Yes, Virginia, the New Supercommittee Can Include Tax Hikes

So, there's a debt ceiling "deal" in Washington after months of haggling. The outline has some things to commend it (substantial and enforceable spending cuts, no immediate tax increases), and some things that have prevented NTU from supporting it (doesn't require passage of a Balanced Budget Amendment). But one of the most confusing aspects has been the so-called "Supercommittee" the debt ceiling bill establishes. This evenly-divided 12-member Joint Select Committee would be required to pursue $1.5 trillion in deficit reduction to report before Thanksgiving and, should a majority of 7 or more committee Members support its recommendations, Congress would be required to give the resulting bill expedited floor consideration (AKA no amendments, no filibuster) in both chambers by Christmas.

But note that its goal isn't spending reduction, it's deficit reduction. That's a code that should set off alarm bells for conservatives as setting the stage for tax increases. In fact, if you look at the legislative language of the new version you'll find that there is no prohibition on inclusion of tax hikes. So why is it that Republican proponents of the bill have claimed this shouldn't be cause for concern? Speaker John Boehner's own presentation to his conference said that the structure would "effectively mak[e] it impossible for the Joint Committee to increase taxes." Who's right here; does the bill allow for tax increases or not? The answer is that it does indeed allow for tax increases, and here's why.

The Speaker is referring to the fact that the committee will be required to operate on the Congressional Budget Office's "current law" baseline, which assumes that ALL of the Bush tax cuts expire and the Alternative Minimum Tax dramatically expands.
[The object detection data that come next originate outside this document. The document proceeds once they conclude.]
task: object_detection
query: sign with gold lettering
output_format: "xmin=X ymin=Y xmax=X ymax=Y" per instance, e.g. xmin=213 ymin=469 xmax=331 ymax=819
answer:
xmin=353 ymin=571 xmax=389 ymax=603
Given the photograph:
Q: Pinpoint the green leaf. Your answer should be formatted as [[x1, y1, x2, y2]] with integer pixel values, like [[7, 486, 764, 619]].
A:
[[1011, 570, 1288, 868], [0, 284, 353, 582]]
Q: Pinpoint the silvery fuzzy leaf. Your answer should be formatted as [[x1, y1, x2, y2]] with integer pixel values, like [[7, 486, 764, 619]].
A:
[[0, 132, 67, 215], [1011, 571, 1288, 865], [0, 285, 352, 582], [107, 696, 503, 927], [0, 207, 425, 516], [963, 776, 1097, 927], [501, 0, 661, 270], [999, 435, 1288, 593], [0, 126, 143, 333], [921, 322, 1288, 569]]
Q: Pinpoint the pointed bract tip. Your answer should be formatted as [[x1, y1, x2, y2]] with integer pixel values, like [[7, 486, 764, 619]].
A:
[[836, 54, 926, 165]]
That means that once those changes kick in at the end of 2012 we're looking at $3.5 trillion worth of built-in tax increases over a decade. As such, any monkeying with marginal income tax rates that would leave them below the full Clinton levels (i.e. an attempt to extend all Bush tax cuts except those for the "wealthy") would actually be scored as a "tax cut" from the assumed $3.5 trillion hike in the baseline, thus failing to fulfill the committee's required goal of reducing the deficit. In order to produce something that would score as a "tax increase" by altering marginal rates, you'd have to go above and beyond Clinton levels and increase taxes even more than the $3.5 trillion that's baked into the cake, something that I can't imagine any Republican agreeing to.
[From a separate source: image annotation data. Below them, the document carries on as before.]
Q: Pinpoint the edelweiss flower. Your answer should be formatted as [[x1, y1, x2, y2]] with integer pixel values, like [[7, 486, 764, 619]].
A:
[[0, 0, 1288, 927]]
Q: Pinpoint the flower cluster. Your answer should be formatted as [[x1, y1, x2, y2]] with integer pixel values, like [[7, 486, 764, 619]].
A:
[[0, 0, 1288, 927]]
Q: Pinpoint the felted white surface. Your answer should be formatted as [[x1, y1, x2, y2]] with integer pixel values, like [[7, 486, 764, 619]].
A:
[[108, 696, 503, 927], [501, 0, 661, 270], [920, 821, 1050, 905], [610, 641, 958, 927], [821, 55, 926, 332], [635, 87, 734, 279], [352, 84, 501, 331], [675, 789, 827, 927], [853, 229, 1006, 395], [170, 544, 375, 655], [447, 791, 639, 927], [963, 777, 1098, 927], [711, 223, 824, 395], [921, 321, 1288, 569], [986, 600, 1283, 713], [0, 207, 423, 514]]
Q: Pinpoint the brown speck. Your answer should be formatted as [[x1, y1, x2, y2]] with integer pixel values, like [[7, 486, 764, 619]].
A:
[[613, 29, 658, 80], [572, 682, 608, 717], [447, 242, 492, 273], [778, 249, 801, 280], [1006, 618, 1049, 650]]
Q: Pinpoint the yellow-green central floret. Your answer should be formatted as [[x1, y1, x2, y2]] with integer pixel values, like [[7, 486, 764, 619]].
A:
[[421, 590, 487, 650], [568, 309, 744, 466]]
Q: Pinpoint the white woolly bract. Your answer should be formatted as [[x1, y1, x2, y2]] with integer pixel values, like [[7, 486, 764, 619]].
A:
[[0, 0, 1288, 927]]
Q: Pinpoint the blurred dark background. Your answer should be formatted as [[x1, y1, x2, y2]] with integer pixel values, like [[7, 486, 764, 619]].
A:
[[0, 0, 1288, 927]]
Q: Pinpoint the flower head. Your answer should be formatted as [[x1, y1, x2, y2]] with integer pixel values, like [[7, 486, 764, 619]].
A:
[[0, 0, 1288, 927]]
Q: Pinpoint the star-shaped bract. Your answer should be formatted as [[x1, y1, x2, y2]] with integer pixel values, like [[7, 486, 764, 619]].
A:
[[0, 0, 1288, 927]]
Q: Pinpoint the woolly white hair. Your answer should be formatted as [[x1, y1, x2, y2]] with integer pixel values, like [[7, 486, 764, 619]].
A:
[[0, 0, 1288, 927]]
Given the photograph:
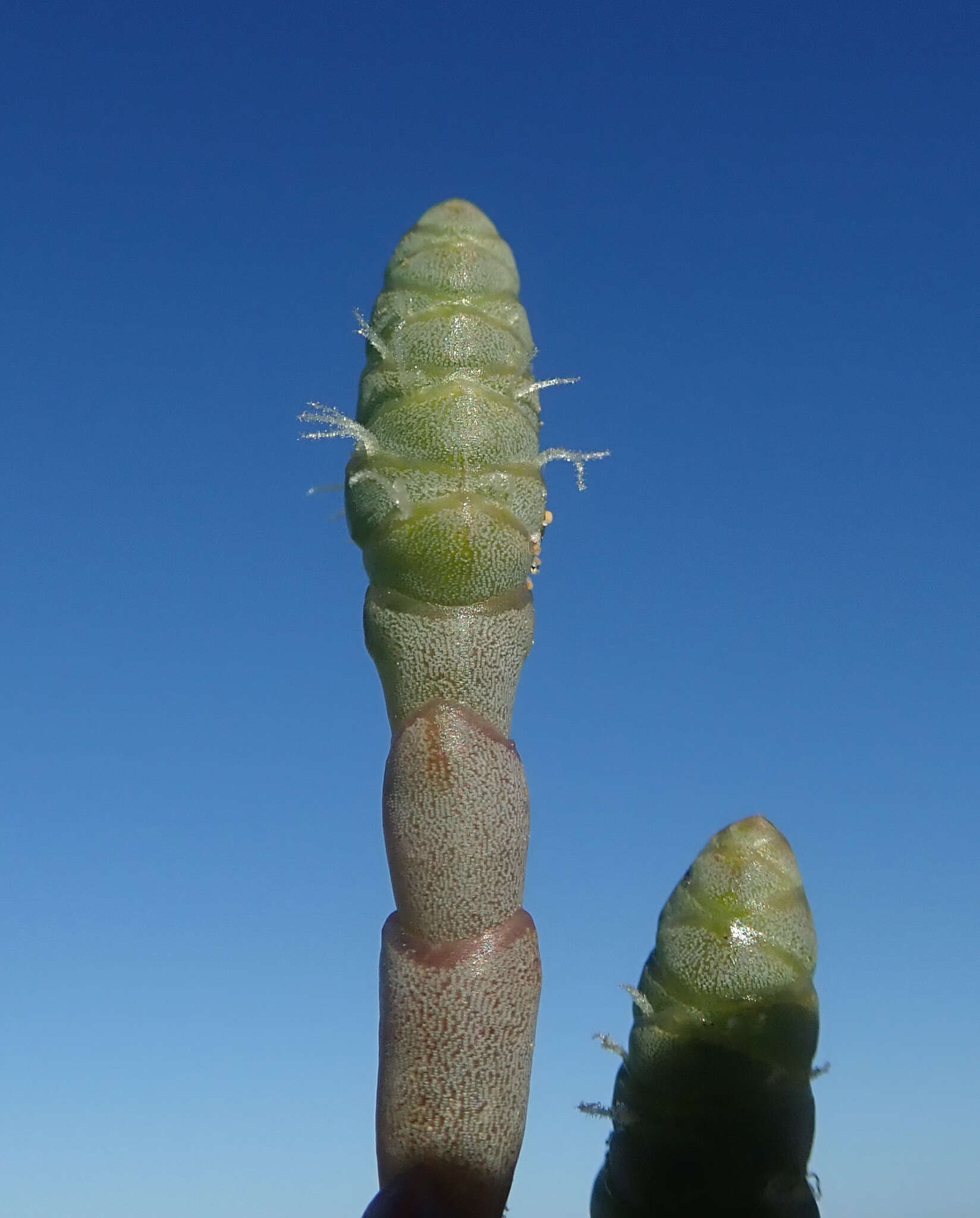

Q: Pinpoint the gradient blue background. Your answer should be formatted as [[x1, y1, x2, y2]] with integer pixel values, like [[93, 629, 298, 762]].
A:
[[0, 0, 980, 1218]]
So the Speaker is right that the structure of the committee effectively protects against marginal rate increases or any wholesale tax reform that would yield dramatically more revenue than the additional $3.5 trillion that's already built in, but here's what is being ignored. The Supercommittee could very easily take a number of actions that would both hike taxes compared to where they are today and score as a deficit-reducing tax increase on CBO's current law baseline. For example, they could implement a cap of the mortgage interest deduction with the intention of reducing that benefit for wealthier Americans. That policy would likely amount to a substantial tax increase and would count as a deficit-reducer on CBO's current law baseline. The same is true of any number of changes to credits, deductions, or exemptions. The Supercommittee could also resort to tax surcharges, much the way the 2010 health care law did. They could easily add a brand new tax surcharge of, say, 5% on incomes over $1 million. This is essentially creating a new layer of taxation on top of the existing marginal rate structure. Such a surcharge would amount to a substantial tax increase and would count as a deficit-reducer on CBO's current law baseline.
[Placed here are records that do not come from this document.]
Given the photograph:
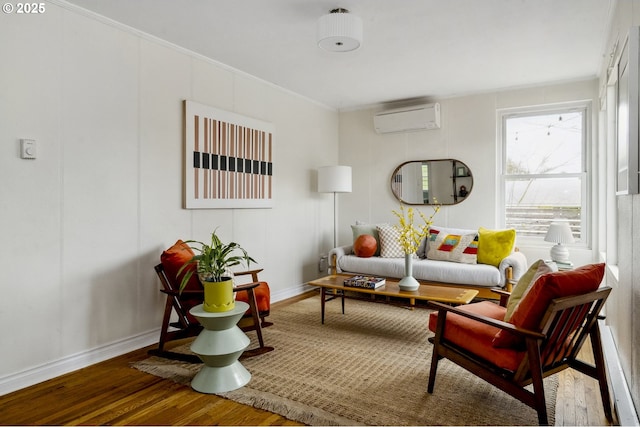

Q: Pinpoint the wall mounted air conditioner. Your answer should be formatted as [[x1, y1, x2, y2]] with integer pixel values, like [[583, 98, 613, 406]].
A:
[[373, 103, 440, 133]]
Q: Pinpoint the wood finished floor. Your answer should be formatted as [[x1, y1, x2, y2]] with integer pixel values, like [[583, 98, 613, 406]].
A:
[[0, 294, 608, 426]]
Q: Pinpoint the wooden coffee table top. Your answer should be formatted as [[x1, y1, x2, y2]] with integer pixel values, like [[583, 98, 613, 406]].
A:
[[308, 274, 478, 304]]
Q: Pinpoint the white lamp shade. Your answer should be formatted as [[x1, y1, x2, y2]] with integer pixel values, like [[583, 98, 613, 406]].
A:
[[318, 166, 351, 193], [544, 222, 575, 264], [544, 222, 575, 244]]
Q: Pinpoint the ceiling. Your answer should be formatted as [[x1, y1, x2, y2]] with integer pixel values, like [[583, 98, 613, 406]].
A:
[[62, 0, 615, 110]]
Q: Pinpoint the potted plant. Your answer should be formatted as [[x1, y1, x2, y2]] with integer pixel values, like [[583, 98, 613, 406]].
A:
[[178, 229, 256, 313]]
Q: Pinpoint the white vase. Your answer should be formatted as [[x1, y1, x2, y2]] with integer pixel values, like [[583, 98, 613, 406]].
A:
[[398, 254, 420, 291]]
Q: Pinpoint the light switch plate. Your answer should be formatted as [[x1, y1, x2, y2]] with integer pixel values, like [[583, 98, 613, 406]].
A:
[[20, 139, 36, 159]]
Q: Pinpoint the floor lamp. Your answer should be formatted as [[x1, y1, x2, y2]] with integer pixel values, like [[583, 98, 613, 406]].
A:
[[318, 166, 351, 248]]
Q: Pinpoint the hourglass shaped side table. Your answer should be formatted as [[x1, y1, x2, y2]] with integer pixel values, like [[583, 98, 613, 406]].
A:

As you can see, it's not accurate to say that the committee's structure makes tax increases impossible. It makes changing marginal tax rates close to impossible, but it doesn't really do anything to constrain the ability of the committee to modify credits, deductions, and exemptions in a way that could bring hundreds of billions in new tax revenue to pay for Washington's overspending. But proponents of this bill say that there are two more backstops: the appointees to the committee, and the House of Representatives. They say that if we appoint conservatives to the committee that they'll refuse to agree to a report including tax hikes. That may well be true, but I don't know how confident I am given that apparently dozens of Senate Republicans are supporting the so-called "Gang of Six" proposal which seeks a $2.3 trillion tax hike achieved in large part through modifications to credits, deductions, and exemptions. All the committee needs to secure expedited consideration of its proposals is for one Republican to join all six Democrats.

As for the House of Representatives and its strong Republican anti-tax majority, that too is of little comfort. If Democrats united in support of a package including tax increases, they'd easily secure Senate passage and would only need 25 Republicans to join the 193 Democrats to secure House passage. Normally I'd be confident that Republicans could muster a sufficient number of votes against a tax increase, but the Gang of Six experience and the profusion of rhetoric conflating reductions in tax burdens through credits/deductions/exemptions with actual government spending gives me serious pause.

This has been a long post, but the bottom line is this: the Supercommittee can include tax hikes and you can bet your bottom dollar that President Obama and Congressional Democrats, many of whom feel burned by this current debt ceiling deal, will push extremely hard to make sure that it does exactly that.